If the Tennessee House majority leader has his way this legislative session, county elections eventually will shift from May and August to August and November.
Don't panic or start changing your plans just yet.
It will take a constitutional amendment to make the change, but the resolution first must be passed by two consecutive general assemblies and then ratified by a majority of voters in the next gubernatorial election. That would be 2026. If it is approved then, the next scheduled county election with most judicial and civil officers on the ballot is 2030.
From a convenience standpoint, it makes a lot of sense. It would eliminate the May ballot, saving taxpayers money, and would move the primary elections to August, when primary elections for state offices are held. The general election for all state and county offices would be in November.
From an election turnout standpoint, it also makes sense. Voters who skip the county primaries might be more inclined to show up at the polls if they were at the same time as the state primaries, when the elections of state governor, U.S. senator and U.S. representative are also on the ballot.
Sponsor William Lamberth, R-Portland, told the Tennessee Lookout the move could help change the state's reputation for low voter turnouts.
"I would hope more Republicans, Democrats and independents would vote," he said. "We want more folks voting period. Higher turnout, higher participation always leads to ... better elected officials across the board. The more people that vote, the better the folks that are elected are going to reflect the will of the people."
State Rep. Jason Zachary, R-Knoxville, a co-sponsor of the bill, told this page Friday the change would "create simplicity for the electorate" and "increase voter turnout" and "engagement."
Now to the drawbacks.
While it might increase turnout, it also would massively increase the size of the ballot and test voters' patience at the voting site, especially in years where wordy constitutional amendments are added. In addition, it could strain their ability to absorb information about all the candidates, a problem that seems to be growing with the advent of fake news on social media.
In Hamilton County, one constitutional officer, assessor of property, is not elected in the same year as other constitutional officers but is elected in presidential years. Would that need to be changed?
Further, county school board elections are staggered, with half being elected during the same year as other county officers and half being elected in presidential years like the assessor of property. Would those also change?
And as we wrote last month, Chattanooga City Councilwoman Demetrus Coonrod has suggested moving city elections to a similar August-November cycle to coordinate with state and national elections.
"It just makes sense to move us onto a cycle to be with state representatives ... in August," Coonrod told TFP reporter David Floyd. "In the county elections, the state elections and presidential elections, people come out based on the things that are important to them ... so more people are likely to come out to vote."
If you're wondering, turnout for the last three May Hamilton County primaries was 20.9% in 2022 (the first truly contested primary race for Hamilton County mayor), 10.6% in 2018 and 10.9% in 2014. Turnout for the last three August elections was 15.6% in 2022, 26.5% in 2020 and 28.9% in 2018. Turnout for the last three city elections was 24.9% in 2021 (the first closely contested Chattanooga mayor's race since 2005), 19.7% in 2017 and 16.4% in 2013.

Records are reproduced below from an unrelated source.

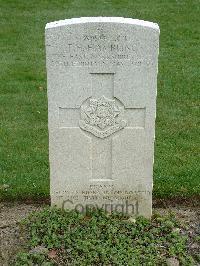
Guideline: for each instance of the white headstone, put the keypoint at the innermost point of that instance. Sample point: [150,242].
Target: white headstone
[102,78]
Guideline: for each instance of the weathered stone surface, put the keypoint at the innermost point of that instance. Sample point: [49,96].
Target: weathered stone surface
[102,76]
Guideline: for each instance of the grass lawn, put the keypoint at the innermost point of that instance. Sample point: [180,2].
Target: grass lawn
[23,102]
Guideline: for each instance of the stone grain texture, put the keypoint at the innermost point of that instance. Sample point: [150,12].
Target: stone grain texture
[102,80]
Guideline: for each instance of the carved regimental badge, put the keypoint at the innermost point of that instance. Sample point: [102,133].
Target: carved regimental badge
[102,117]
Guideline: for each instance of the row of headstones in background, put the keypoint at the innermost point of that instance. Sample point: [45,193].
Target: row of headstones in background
[102,79]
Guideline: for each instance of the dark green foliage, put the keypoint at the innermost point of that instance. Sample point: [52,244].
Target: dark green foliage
[103,239]
[23,102]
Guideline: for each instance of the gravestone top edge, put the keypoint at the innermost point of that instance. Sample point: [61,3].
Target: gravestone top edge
[119,20]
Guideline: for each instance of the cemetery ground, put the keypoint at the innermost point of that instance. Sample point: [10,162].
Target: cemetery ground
[24,168]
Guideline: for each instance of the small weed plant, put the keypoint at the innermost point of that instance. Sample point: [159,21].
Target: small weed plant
[99,238]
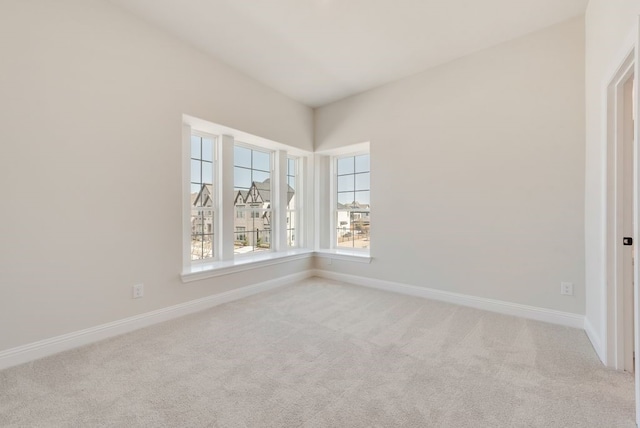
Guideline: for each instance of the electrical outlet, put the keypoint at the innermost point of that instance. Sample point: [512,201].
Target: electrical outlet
[566,288]
[138,291]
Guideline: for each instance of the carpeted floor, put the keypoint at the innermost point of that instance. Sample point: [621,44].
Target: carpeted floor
[325,354]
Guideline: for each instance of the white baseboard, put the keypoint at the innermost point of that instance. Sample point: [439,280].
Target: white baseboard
[33,351]
[596,342]
[507,308]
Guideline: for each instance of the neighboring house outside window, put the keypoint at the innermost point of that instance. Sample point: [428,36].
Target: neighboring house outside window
[202,197]
[237,201]
[252,184]
[353,206]
[292,201]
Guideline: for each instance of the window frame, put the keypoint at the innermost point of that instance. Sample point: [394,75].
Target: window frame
[256,213]
[215,244]
[225,214]
[297,208]
[333,212]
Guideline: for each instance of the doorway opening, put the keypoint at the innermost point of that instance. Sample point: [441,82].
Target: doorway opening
[622,226]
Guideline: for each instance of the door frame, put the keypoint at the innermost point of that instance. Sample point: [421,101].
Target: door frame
[614,134]
[615,198]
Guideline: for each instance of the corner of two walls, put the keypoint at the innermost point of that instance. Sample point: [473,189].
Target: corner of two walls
[481,164]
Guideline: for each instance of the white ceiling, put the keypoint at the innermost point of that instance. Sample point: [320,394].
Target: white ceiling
[318,51]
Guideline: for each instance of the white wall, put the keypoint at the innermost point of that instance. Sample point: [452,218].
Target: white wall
[477,172]
[91,104]
[609,27]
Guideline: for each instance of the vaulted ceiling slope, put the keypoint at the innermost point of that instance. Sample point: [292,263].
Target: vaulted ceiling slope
[319,51]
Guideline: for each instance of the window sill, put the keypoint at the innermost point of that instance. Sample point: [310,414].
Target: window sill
[343,254]
[220,268]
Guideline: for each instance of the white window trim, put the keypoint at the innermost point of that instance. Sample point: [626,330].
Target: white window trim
[226,261]
[358,150]
[273,180]
[186,191]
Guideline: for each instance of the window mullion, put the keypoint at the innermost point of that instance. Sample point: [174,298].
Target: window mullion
[225,198]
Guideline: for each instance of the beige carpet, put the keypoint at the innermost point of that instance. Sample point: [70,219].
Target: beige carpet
[324,354]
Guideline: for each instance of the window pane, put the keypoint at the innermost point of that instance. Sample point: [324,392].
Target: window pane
[362,181]
[352,229]
[253,232]
[261,161]
[345,165]
[195,147]
[207,149]
[207,195]
[242,178]
[363,198]
[291,199]
[207,172]
[260,176]
[201,235]
[362,163]
[195,172]
[345,183]
[291,229]
[346,198]
[242,157]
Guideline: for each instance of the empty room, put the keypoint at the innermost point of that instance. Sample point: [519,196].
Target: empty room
[319,213]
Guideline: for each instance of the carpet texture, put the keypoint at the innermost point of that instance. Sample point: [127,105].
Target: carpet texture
[325,354]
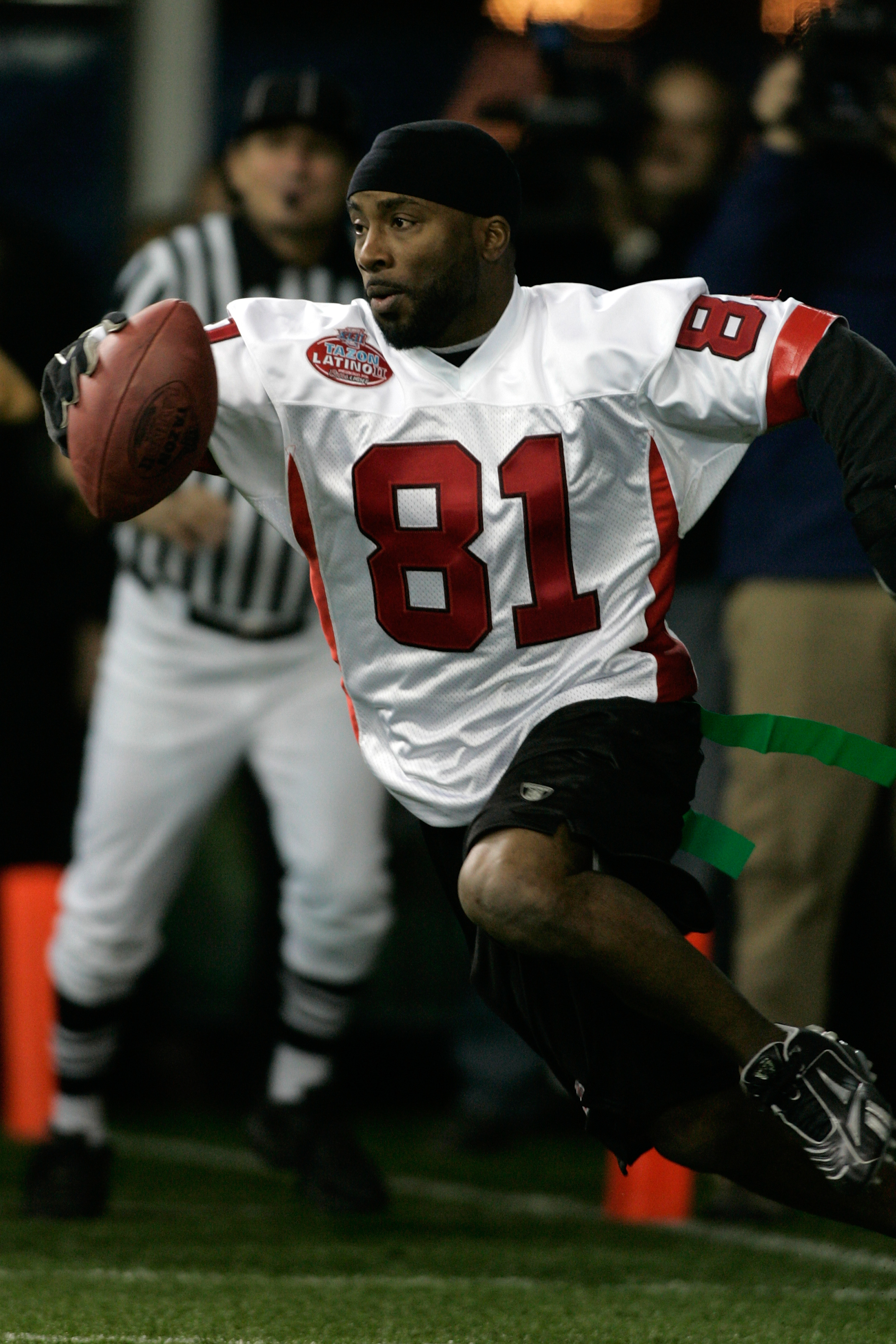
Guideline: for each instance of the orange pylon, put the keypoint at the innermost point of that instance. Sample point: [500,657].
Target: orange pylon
[27,1006]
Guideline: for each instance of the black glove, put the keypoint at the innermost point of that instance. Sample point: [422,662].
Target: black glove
[59,386]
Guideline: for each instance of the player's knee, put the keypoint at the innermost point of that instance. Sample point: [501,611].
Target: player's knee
[503,893]
[693,1133]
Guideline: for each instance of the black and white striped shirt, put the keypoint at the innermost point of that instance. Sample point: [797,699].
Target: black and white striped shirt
[254,585]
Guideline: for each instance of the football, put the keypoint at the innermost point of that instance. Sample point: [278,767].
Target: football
[145,414]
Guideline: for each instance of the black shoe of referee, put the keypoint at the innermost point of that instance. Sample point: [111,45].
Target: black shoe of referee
[310,1139]
[824,1090]
[68,1178]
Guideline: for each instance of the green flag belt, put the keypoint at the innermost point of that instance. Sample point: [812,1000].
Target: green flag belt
[726,848]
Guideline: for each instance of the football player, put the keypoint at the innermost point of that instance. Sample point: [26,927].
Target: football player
[491,483]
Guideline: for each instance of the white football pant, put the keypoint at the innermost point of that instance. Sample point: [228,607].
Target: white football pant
[176,710]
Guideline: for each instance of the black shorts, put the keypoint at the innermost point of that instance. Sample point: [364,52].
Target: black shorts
[621,775]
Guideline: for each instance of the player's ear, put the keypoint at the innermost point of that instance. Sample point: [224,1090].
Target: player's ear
[492,237]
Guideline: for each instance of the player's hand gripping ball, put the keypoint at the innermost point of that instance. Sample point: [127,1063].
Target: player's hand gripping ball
[132,404]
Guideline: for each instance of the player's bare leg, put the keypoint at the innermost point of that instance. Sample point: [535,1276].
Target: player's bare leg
[538,893]
[727,1136]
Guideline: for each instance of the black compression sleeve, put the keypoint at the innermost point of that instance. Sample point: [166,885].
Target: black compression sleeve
[850,389]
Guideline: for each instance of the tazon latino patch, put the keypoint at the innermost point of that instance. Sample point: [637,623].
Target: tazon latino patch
[347,357]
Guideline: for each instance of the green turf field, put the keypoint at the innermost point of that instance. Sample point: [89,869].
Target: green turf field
[201,1246]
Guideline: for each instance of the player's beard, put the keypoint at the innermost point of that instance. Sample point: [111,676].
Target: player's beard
[434,306]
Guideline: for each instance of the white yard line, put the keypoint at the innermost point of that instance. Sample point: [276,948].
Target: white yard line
[545,1207]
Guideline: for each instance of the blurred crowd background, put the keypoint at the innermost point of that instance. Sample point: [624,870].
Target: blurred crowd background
[653,138]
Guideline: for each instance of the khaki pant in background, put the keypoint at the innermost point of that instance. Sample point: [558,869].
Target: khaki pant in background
[817,650]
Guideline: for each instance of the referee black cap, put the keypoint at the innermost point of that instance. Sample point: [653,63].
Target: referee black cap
[446,162]
[305,99]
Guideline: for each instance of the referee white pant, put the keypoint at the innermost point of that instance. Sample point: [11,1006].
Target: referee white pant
[176,710]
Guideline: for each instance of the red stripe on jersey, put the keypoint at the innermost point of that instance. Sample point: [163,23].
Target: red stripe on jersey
[222,331]
[675,670]
[796,342]
[305,538]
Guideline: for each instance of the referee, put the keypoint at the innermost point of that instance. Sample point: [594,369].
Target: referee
[214,655]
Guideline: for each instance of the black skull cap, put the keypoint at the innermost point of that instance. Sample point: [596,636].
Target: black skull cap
[445,162]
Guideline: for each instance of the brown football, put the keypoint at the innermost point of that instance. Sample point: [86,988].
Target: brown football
[145,414]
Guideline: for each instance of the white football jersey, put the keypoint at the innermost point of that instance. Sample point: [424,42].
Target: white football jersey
[494,542]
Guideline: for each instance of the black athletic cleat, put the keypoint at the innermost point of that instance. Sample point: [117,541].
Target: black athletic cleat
[68,1178]
[824,1090]
[308,1139]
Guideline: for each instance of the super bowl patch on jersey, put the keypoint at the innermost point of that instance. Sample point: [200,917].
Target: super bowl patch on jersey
[348,357]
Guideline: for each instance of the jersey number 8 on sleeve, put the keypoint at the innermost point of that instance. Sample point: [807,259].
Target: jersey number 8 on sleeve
[422,506]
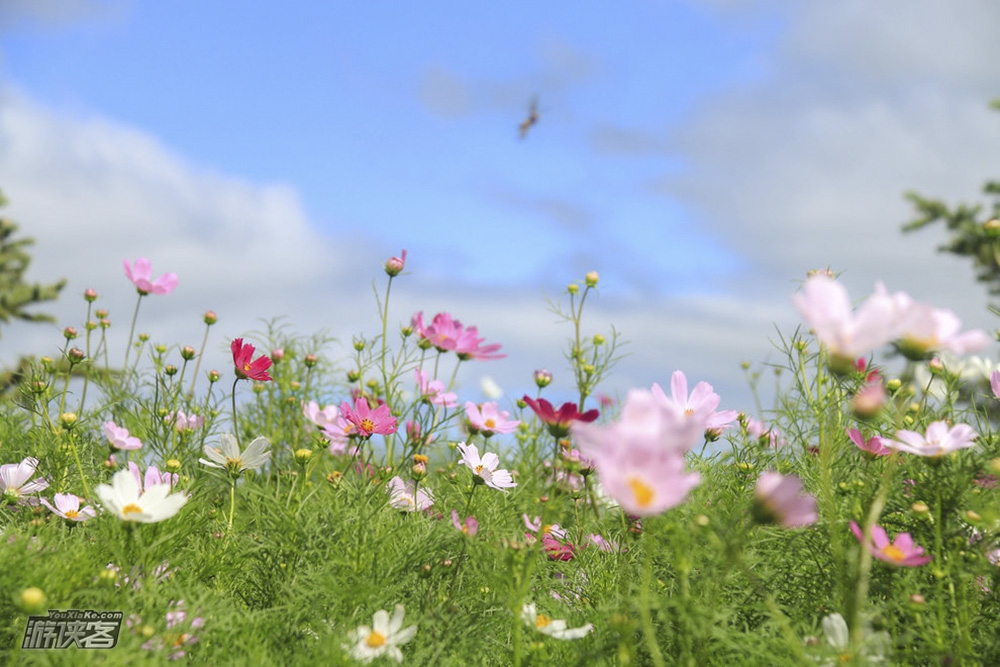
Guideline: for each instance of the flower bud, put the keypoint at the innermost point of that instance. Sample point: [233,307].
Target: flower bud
[394,265]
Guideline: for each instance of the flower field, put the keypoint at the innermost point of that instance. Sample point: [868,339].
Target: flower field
[297,508]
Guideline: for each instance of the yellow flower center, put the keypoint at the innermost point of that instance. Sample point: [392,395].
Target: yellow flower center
[643,493]
[893,552]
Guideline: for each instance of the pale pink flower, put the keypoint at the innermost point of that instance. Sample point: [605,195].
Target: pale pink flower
[847,334]
[874,445]
[141,273]
[434,391]
[923,330]
[15,484]
[406,495]
[485,468]
[901,551]
[780,499]
[937,440]
[68,507]
[487,418]
[119,437]
[468,527]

Zachary said the turnout disparity is also true for Knoxville, where "confusion is created because city elections are [in] odd years" and "turnout is nonexistent."
However, we toted up a potential August ballot last month that combined a city election with a state primary election and came up with a possible 150 to 200 names. If city elections, county primaries and state primaries all resided on an August ballot, the number of names could rise to above 200. That's a lot.
Of course, if Coonrod's suggested is taken seriously, officials also would need to determine how to alter the terms of City Council members to put them in line with those of county officials.
Earlier this week, the council delayed the councilwoman's proposal for a month.
Our suggestion is for the council to wait until state lawmakers determine what, if anything, they will do with Lamberth's bill. Then the council would have more information about what future August elections would look like.
As to Lamberth's bill itself, we see the advantages but are worried that too many elections would water down the interest in specific elections and be a challenge for voters to have enough information to be truly informed about each office on which they would cast a ballot. But we look forward to the debate to see how details might be ironed out and drawbacks overcome.